La titular de la Secretaría de Medio Ambiente e Historia Natural (Semahn), María del Rosario Bonifaz Alfonso, encabezó los trabajos de recuperación del humedal de montaña La Kisst, ubicado en San Cristóbal de Las Casas y que se encontraba con rellenos de material compactado desde el 2015.
Además de la contaminación que se generaba, los montículos de residuos sobre el humedal afectaban la disponibilidad de aprovechamiento de los recursos ecosístemicos y causaban un impacto negativo sobre las aves migratorias y peces.
En ese sentido, Pedro Sánchez Montero, director de Áreas Naturales y Vida Silvestre, calculó que serán cinco mil metros cúbicos los que se van a retirar de residuos en una superficie de una hectárea, la idea es ampliar el cuerpo de agua que se tiene en el lugar para recuperar la vegetación natural y la funcionalidad principal del sistema.
Se estima que esta primera etapa dure un promedio de un mes y, durante ese tiempo, se atenderá un reclamo que es añejo por parte de las organizaciones ambientales; el acumulado de material en la zona supera los nueve mil metros cúbicos.
Los humedales La Kisst y María Eugenia, que abarcan 225 hectáreas, han sido impactados en los últimos años con material pétreo usado en el sector de la construcción, por la deforestación y hasta con invasiones, de ahí que la Semahn hará una intervención integral que no sólo implica la recuperación del lugar, sino también un aspecto jurídico y legal por las personas que ocuparon estos espacios de importancia internacional.
Los cuatro mil metros cúbicos restantes que no se sacarán de la zona se acomodarán como una especie de barrera para que, cuando existan inundaciones, el río amarillo no se desborde y, en consecuencia, no contamine la laguna de Chapultepec y el cuerpo de agua que se ampliará, una vez que estos trabajos concluyan, iniciará la estrategia de restauración.

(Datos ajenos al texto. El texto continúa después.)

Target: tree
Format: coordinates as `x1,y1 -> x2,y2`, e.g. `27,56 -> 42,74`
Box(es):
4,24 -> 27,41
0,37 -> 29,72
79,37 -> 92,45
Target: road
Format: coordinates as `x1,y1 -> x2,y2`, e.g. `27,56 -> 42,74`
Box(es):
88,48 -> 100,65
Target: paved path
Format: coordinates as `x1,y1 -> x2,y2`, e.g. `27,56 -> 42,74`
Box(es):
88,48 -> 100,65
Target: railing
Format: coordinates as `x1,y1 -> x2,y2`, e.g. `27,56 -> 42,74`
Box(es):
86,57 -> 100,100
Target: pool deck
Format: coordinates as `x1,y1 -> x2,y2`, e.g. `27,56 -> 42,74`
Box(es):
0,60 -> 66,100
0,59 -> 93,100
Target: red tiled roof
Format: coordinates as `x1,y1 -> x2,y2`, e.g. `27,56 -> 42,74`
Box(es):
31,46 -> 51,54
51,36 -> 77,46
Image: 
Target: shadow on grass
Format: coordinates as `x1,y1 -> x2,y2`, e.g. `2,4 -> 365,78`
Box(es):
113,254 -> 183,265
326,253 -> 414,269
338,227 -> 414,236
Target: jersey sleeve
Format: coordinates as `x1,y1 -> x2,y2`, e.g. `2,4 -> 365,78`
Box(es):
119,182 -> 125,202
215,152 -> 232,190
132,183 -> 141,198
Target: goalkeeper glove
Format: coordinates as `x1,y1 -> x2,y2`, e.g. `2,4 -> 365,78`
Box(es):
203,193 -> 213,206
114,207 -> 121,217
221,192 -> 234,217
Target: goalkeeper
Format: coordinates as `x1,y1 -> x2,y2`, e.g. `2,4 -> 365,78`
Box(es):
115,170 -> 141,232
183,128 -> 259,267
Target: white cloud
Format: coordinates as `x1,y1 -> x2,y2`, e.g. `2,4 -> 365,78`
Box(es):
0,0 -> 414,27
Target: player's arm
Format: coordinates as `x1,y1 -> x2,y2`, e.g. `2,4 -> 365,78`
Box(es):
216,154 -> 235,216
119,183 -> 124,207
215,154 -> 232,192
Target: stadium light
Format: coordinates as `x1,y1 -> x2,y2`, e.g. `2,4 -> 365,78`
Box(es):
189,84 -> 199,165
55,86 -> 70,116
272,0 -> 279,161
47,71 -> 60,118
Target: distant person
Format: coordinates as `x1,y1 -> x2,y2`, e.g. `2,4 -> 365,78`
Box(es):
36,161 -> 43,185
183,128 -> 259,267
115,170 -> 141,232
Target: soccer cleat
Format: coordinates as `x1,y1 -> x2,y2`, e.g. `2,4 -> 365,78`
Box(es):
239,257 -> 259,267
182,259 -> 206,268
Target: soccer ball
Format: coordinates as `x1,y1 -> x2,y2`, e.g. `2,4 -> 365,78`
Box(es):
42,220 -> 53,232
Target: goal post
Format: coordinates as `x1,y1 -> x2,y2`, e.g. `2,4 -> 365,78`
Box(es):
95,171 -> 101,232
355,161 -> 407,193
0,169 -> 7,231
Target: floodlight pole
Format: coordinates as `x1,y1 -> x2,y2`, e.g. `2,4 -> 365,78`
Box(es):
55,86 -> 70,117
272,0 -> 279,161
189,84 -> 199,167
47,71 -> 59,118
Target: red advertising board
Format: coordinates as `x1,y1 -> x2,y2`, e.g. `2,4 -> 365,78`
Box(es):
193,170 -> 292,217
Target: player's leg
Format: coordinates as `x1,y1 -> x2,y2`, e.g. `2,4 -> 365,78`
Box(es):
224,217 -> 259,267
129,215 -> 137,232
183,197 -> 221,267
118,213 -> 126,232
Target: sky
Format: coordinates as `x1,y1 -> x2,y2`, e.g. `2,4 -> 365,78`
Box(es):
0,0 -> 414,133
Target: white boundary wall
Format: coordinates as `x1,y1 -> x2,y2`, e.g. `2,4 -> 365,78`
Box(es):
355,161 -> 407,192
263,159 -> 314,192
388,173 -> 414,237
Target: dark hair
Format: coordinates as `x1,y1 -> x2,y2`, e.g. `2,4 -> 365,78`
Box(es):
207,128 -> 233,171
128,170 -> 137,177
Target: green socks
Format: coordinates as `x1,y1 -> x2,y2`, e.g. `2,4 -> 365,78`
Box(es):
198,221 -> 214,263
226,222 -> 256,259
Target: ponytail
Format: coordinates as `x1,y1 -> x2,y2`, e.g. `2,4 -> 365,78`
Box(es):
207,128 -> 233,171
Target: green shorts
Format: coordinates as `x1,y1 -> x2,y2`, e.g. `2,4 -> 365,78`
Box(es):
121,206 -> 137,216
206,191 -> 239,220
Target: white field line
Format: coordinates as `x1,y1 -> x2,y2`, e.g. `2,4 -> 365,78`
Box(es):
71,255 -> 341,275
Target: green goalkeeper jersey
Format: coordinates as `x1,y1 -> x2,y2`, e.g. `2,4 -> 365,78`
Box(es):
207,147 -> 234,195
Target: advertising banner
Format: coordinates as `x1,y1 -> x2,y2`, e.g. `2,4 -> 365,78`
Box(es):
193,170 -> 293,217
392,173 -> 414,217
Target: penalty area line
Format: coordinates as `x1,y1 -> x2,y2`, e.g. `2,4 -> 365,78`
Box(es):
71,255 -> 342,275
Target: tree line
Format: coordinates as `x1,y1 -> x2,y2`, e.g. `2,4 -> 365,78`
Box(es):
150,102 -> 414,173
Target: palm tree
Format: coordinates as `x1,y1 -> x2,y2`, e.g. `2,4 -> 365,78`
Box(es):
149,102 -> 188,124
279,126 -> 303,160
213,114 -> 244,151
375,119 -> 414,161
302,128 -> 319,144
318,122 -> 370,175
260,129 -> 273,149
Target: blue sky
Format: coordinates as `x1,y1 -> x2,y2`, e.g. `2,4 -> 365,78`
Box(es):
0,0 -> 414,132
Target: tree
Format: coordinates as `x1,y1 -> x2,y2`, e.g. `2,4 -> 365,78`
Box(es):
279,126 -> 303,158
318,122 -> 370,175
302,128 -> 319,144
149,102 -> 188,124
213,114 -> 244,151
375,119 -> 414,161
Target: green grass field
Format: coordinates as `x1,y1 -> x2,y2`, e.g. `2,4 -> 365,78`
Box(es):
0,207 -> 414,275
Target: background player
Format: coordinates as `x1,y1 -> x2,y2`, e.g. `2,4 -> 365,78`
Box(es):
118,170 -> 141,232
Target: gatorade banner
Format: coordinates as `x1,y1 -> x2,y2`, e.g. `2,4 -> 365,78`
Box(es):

No obstante, aclaró, en el sitio se revisará, valorarán las condiciones y a partir de ello, determinarán que estrategia de restauración es la más adecuada; a pesar de los daños que se generaron desde el 2015, la vegetación en el humedal La Kisst se recuperar de forma rápida y ayudará a que regresen varias especies de aves migratorias.
“Vamos a seguir atendiendo la mesa ambiental, se tienen que realizar todas las acciones, tiene que ver con el desalojo de las personas, con las denuncias, otros rellenos y tenemos que atender cada uno de los impactos y las situaciones que presentan los humedales”, remarcó.
Desde el 2008 que los dos humedales (La Kisst y María Eugenia) fueron declarados como espacios protegidos, los apoyos de las instituciones fueron mínimos y ello derivó en que las zonas se degradaran, aún y cuando ofrecen servicios ambientales, por lo que en la actual administración estatal se han hecho acciones para mantener sanos estos sitios.